My initial encounters with critical perspectives on law together with my subsequent experience in law and legal education have led to several observations.
The Need for Attention to the History of Ideas
Although widespread public discourse in America regarding critical perspectives has emerged only in the last decade or so, discourse regarding these perspectives has been underway for some time in higher education, including American law schools. Both those who embrace and those who resist these perspectives need to understand this history. A deeper understanding of this history may help to make discussions of these perspectives less contentious and counter-productive, and more thoughtful and constructive.

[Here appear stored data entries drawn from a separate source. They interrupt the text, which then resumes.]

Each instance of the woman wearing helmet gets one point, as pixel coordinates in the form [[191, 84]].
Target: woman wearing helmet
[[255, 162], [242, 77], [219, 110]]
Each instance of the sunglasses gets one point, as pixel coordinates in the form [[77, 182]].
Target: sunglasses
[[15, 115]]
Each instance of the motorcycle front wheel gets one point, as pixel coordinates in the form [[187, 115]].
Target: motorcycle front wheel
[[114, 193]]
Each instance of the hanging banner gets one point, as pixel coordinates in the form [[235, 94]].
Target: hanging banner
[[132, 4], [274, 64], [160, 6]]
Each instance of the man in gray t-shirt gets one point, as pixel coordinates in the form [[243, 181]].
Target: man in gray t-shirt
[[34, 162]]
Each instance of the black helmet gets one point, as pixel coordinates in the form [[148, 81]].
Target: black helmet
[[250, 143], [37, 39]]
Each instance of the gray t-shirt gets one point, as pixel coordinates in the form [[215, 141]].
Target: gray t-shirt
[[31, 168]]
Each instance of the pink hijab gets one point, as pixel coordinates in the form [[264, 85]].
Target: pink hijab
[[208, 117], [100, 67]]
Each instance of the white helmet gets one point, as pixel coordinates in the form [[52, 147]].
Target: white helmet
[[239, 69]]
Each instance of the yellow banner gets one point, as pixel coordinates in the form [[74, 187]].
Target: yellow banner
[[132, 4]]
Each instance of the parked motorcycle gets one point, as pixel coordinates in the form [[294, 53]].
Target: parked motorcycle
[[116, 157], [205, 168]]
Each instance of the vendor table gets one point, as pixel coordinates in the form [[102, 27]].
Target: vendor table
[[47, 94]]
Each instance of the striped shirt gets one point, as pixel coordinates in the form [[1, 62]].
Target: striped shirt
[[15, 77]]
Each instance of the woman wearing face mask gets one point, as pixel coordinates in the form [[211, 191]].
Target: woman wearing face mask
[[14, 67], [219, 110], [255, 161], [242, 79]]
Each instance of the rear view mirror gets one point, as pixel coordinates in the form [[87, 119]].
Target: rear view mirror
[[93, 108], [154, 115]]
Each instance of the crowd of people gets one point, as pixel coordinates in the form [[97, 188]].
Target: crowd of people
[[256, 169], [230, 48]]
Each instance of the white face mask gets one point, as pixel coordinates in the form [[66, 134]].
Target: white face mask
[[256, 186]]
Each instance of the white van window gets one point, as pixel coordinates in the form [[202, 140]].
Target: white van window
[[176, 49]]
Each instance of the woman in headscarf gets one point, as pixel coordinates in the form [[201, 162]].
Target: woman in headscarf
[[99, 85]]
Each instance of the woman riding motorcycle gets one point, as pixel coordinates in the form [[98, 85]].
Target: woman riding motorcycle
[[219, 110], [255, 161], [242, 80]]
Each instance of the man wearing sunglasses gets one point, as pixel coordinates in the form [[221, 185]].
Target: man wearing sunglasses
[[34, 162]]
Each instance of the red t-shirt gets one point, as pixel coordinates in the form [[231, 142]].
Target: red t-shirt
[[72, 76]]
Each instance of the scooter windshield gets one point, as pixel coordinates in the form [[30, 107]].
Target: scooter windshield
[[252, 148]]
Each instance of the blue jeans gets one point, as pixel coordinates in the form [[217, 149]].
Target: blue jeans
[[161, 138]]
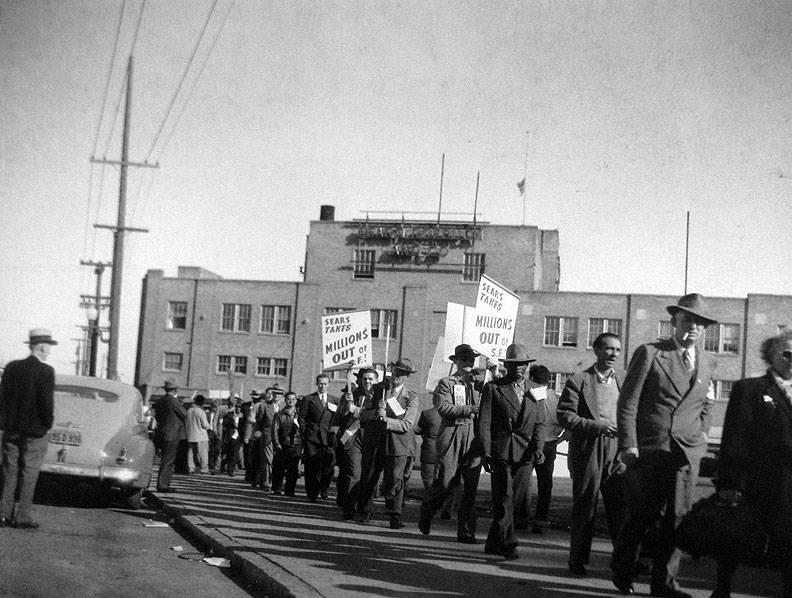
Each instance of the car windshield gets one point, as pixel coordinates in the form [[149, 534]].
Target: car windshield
[[81, 392]]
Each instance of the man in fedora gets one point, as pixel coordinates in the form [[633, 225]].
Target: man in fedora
[[663, 419], [458, 451], [27, 411], [390, 414], [171, 418], [511, 432]]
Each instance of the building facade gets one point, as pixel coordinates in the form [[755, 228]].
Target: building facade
[[214, 335]]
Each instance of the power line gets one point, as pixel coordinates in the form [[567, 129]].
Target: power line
[[181, 82]]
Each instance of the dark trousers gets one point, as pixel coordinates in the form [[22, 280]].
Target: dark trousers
[[590, 478], [22, 459], [373, 463], [350, 468], [396, 474], [167, 463], [661, 492], [318, 471], [505, 477], [286, 464], [544, 491]]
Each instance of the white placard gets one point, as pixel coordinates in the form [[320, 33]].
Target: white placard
[[346, 340], [492, 329]]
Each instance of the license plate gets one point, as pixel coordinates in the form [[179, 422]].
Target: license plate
[[72, 437]]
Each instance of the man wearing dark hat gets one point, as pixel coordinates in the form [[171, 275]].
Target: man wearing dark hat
[[171, 418], [458, 452], [391, 412], [511, 432], [663, 419], [26, 414]]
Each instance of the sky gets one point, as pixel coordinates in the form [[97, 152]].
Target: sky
[[625, 116]]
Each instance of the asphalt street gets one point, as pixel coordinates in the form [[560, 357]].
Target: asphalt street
[[289, 547]]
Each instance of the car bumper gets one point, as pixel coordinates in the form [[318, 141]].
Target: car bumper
[[124, 477]]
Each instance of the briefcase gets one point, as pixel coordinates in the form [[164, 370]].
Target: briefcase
[[717, 528]]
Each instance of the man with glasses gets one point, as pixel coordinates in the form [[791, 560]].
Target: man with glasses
[[663, 419]]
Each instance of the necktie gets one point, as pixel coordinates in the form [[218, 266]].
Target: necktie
[[686, 359]]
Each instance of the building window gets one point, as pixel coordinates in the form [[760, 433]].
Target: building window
[[236, 317], [234, 363], [177, 315], [558, 380], [272, 366], [364, 263], [173, 362], [664, 330], [599, 325], [383, 323], [722, 338], [560, 331], [722, 389], [275, 319], [473, 267]]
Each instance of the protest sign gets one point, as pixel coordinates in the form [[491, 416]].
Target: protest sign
[[346, 340], [492, 329]]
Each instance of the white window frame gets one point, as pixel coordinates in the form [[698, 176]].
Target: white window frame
[[239, 323], [565, 326], [171, 354], [380, 318], [612, 325], [280, 314], [473, 266], [718, 344], [174, 313], [236, 363], [363, 260]]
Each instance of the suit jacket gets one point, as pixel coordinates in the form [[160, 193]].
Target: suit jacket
[[576, 412], [315, 421], [27, 404], [508, 430], [659, 403], [756, 450], [170, 419]]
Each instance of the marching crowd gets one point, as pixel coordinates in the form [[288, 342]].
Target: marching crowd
[[636, 439]]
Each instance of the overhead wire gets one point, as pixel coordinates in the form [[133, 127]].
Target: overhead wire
[[181, 82]]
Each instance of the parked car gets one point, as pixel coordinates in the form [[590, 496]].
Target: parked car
[[100, 436]]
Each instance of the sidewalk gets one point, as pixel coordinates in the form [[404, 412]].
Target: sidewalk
[[292, 548]]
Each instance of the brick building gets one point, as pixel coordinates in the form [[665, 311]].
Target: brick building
[[207, 333]]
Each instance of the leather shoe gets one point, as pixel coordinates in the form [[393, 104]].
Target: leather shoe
[[666, 592], [623, 584], [425, 525], [577, 569]]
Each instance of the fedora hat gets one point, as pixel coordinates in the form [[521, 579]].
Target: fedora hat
[[516, 353], [464, 352], [40, 335], [403, 365], [695, 304]]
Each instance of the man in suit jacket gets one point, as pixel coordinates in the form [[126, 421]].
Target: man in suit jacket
[[511, 432], [458, 451], [316, 413], [171, 418], [587, 409], [663, 420], [26, 415], [349, 449]]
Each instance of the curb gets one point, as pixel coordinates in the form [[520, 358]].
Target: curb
[[254, 567]]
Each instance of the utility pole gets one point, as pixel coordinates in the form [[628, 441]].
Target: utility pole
[[96, 304], [119, 230]]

The Demise of CLS and the Rise of Other Critical Perspectives on Law
The vitality of CLS had largely dissipated by the mid-1990s. As a movement, it generated more criticism of the existing state of affairs than solutions, and it ultimately offered little in terms of constructive reform. Nevertheless, despite its brief duration as a force in legal thought and legal education, CLS pushed the skepticism of Legal Realism in the direction of a more cynical understanding of law and legal institutions, and its deconstructive and activist program was readily adaptable for use by proponents of other critical perspectives on law (i.e., CRT, FLT, critical latino/a theory, and queer theory). These other critical perspectives on law have grown and filled space vacated by CLS, and these perspectives on law have remained viable forces in American legal thought and education.
The Critical Perspectives on Law and Ideology
Proponents of CLS and other critical perspectives on law have sought to discredit those who believe that objective reality is knowable, that neutral reasoning is possible, that texts have ascertainable meaning, and that judges and lawmakers in their work can engage in objective, neutral reasoning processes. Having impugned objectivity and neutrality in law and legal reasoning, proponents of these perspectives contend that law is inseparable from politics, and their ideological commitments govern how they interpret and explain the past and the present, how they analyze and classify individuals and institutions, and what agendas they seek to advance. Accordingly, these perspectives on law should not be understood to provide ideologically-neutral, analytical frameworks. Rather, they are ideologically-freighted, analytical frameworks. And, as those who were formed in American law schools over the last five decades have graduated and assumed leadership roles throughout American society, many have carried these perspectives and frameworks with them and shared them with others.